As regards prognostic microstaging, the vulvar skin lacks a clear distinction between the
papillary and reticular dermis; attempting to link survival to anatomic level of invasion, Chung and
co-workers correlated depth of invasion, as measured from the top of the keratin layer in vulvar
epithelium to the Clark level as follows: level 2 up to 1 mm depth, level 3 up to 2 mm depth, level 4 up
to 4 mm depth, and level 5 greater than 4 mm in depth.
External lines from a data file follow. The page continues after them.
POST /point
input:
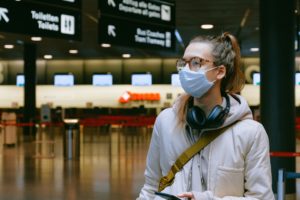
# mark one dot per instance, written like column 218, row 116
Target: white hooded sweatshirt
column 235, row 166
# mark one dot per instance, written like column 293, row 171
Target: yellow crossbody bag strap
column 188, row 154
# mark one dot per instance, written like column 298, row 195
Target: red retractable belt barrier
column 123, row 120
column 30, row 124
column 284, row 154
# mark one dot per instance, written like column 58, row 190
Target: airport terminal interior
column 102, row 76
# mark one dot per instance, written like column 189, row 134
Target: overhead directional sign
column 40, row 20
column 3, row 14
column 68, row 3
column 138, row 23
column 148, row 11
column 134, row 34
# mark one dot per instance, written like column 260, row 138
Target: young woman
column 236, row 164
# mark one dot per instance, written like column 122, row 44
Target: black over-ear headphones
column 197, row 119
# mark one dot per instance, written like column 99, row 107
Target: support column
column 277, row 96
column 29, row 89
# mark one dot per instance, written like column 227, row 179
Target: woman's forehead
column 198, row 49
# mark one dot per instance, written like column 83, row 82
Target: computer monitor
column 20, row 80
column 175, row 80
column 141, row 79
column 297, row 78
column 256, row 78
column 63, row 79
column 102, row 79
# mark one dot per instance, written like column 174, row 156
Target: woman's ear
column 221, row 72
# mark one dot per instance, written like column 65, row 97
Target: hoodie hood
column 239, row 109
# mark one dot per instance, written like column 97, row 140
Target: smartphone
column 167, row 196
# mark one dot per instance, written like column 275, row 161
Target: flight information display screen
column 175, row 80
column 141, row 79
column 20, row 80
column 63, row 79
column 102, row 79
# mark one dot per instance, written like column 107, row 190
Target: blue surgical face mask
column 195, row 83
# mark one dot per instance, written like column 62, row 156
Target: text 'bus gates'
column 40, row 20
column 137, row 23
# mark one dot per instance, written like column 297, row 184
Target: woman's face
column 203, row 51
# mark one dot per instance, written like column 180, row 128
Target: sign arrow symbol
column 111, row 30
column 111, row 3
column 3, row 15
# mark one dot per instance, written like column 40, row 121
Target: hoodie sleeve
column 153, row 171
column 258, row 179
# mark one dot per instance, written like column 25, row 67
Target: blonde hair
column 225, row 51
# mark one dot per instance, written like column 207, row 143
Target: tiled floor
column 110, row 167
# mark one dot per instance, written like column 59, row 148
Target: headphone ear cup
column 216, row 117
column 196, row 118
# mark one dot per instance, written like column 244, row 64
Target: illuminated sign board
column 67, row 3
column 39, row 20
column 137, row 23
column 147, row 11
column 135, row 34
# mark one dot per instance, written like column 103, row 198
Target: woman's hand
column 188, row 195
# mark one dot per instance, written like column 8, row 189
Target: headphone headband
column 196, row 117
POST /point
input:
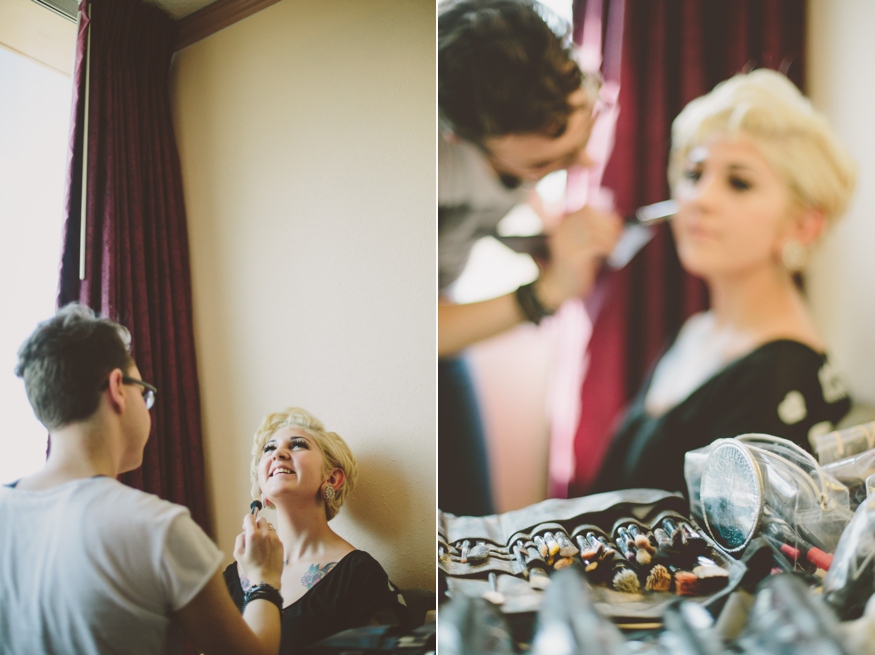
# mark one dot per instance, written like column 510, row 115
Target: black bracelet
column 263, row 592
column 530, row 305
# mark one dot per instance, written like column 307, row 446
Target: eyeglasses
column 149, row 391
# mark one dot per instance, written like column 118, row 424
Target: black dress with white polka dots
column 783, row 388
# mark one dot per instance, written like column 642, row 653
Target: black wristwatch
column 263, row 592
column 530, row 305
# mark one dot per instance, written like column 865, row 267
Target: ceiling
column 179, row 8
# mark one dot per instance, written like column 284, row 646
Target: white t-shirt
column 472, row 200
column 93, row 566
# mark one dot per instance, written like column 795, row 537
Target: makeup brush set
column 636, row 549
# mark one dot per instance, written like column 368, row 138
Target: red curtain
column 672, row 52
column 136, row 242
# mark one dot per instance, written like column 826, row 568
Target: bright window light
column 34, row 132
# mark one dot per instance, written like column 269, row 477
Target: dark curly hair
column 66, row 359
column 502, row 69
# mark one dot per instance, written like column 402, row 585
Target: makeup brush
column 641, row 539
column 642, row 556
column 566, row 548
column 623, row 542
column 538, row 578
column 658, row 578
column 624, row 578
column 543, row 550
column 686, row 583
column 589, row 556
column 479, row 553
column 552, row 544
column 518, row 554
column 694, row 541
column 494, row 596
column 607, row 553
column 712, row 577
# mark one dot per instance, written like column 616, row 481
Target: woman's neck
column 759, row 307
column 304, row 532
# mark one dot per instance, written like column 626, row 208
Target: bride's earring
column 793, row 256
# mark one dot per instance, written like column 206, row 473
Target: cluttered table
column 770, row 551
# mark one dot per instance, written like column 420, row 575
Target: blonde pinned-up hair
column 335, row 453
column 791, row 136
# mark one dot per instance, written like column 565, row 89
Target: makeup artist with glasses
column 513, row 107
column 89, row 565
column 759, row 177
column 305, row 473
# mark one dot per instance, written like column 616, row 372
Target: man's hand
column 259, row 552
column 578, row 246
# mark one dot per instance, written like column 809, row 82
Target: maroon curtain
column 673, row 51
column 136, row 242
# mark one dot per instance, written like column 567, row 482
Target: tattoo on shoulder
column 315, row 573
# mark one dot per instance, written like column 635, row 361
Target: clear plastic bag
column 841, row 444
column 761, row 484
column 851, row 579
column 853, row 472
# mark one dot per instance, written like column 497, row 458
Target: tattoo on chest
column 315, row 573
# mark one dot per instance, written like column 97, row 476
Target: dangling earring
column 793, row 256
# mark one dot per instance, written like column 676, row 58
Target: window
column 34, row 133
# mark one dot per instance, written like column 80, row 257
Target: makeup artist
column 89, row 565
column 759, row 177
column 306, row 473
column 513, row 107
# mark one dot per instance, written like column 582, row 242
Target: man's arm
column 212, row 621
column 577, row 248
column 214, row 625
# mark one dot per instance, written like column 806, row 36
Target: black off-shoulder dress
column 783, row 388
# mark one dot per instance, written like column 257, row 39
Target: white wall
column 307, row 139
column 840, row 82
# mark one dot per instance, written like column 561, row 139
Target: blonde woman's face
column 735, row 212
column 291, row 466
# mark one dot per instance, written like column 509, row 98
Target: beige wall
column 840, row 55
column 307, row 139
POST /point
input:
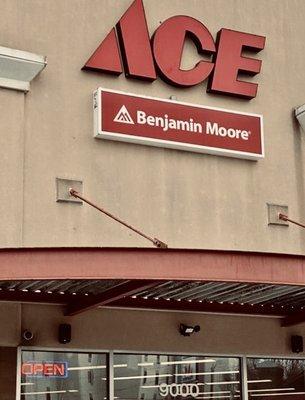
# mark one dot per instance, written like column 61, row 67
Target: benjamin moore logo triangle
column 123, row 116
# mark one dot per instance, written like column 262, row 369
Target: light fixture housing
column 186, row 330
column 299, row 113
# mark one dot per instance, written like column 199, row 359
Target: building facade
column 211, row 192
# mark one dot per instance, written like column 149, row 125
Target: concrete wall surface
column 185, row 199
column 115, row 329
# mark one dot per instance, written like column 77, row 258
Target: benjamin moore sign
column 165, row 123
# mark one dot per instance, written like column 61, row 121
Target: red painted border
column 165, row 264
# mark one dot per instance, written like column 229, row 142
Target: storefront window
column 157, row 377
column 63, row 376
column 269, row 377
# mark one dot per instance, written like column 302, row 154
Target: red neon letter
column 38, row 369
column 48, row 369
column 135, row 44
column 59, row 369
column 230, row 62
column 168, row 45
column 27, row 369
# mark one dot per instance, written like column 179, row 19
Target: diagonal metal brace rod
column 156, row 242
column 285, row 218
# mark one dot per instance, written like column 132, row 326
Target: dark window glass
column 157, row 377
column 63, row 376
column 275, row 378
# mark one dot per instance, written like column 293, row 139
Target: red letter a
column 135, row 47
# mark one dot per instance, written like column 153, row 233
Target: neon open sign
column 44, row 369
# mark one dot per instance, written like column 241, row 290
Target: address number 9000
column 183, row 389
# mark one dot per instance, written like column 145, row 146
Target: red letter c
column 168, row 42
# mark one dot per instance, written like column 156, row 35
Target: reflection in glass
column 63, row 376
column 274, row 378
column 158, row 377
Differential Diagnosis Of Vulvar Melanoma
Vulvar melanosis is the main differential diagnostic consideration. Lesions of vulvar melanosis
manifest irregular pigmentation with skip areas up to several centimeters in size, but with well-defined
borders and uniform pigmentation. Histologically, vulvar melanosis manifests prominent basal layer
keratinocytic proliferation with either a normal or slightly increased density of cytologically banal
melanocytes having prominent elongated dendrites. If cytologic atypia is identified in the melanocytic
populace, such lesions are designated as atypical genital melanosis or atypical genital melanocytic
hyperplasia. Pigmented Bowen's disease and pigmented extramammary Paget's disease can also mimic vulvar
melanoma and can only be confirmed by histologic examination (Crowson et al, 2001).
Malignant Melanoma of the Penis
Although melanoma of the glans penis is usually pigmented, urethral melanomas are not uncommonly
amelanotic (Oliva et al, 2000). Penile melanomas usually present with an irregular patch
surmounted by a nodule. Sometimes the only clue to urethral melanoma is a flare of pigmentation around
the meatus; change in urine color and dark flecks of pigment in the urine are late signs. Prognostic microstaging is difficult and due to the rarity of these neoplasms,
lends uncertain weight to the clinical assessment.
Malignant Melanoma of the Oral, Esophageal and Nasal Mucosae
Oral mucosal melanoma usually presents as an irregular brown patch or mass on the oral mucosa
extending to the gingival margins (Gorsky and Epstein, 1998) but can be amelanotic.
Esophageal and nasal mucosal melanomas are usually occult and present with obstruction or bleeding
(Crawford et al, 1995). Sometimes advanced cases of nasal melanoma present with rhinorrhea with
dark pigment flecks in a serosanguinous discharge. Endoscopy reveals a variegate mucosa with shades of
brown-tan, red, and white.
Histology of Radial Growth Phase-Confined Mucosal Melanoma
Radial growth phase vulvar melanoma assumes a pattern similar to superficial spreading melanoma or
nodular melanoma in one-half of cases (Piura et al, 1999), a lentiginous pattern in 15% and a
mixed pattern in the remainder. When a pagetoid intraepidermal growth predominates there is often
coexisting single-cell permeation of the papillary dermis while a dominant lentiginous pattern of radial
growth is associated with dendritic melanocytes that are heavily laden with melanin pigment.
Transepidermal melanin pigment elimination typically manifests irregular pigment columns in the stratum
corneum. The esophageal, urethral, oral, and nasal mucosal radial growth phases are most commonly
lentiginous in their architectural and cytologic patterns. The invasive component typically assumes a
spindled morphology from its inception and may have an associated desmoplastic stromal response. Osteoid
formation is frequent in nasal melanomas (Hoorweg et al, 1987).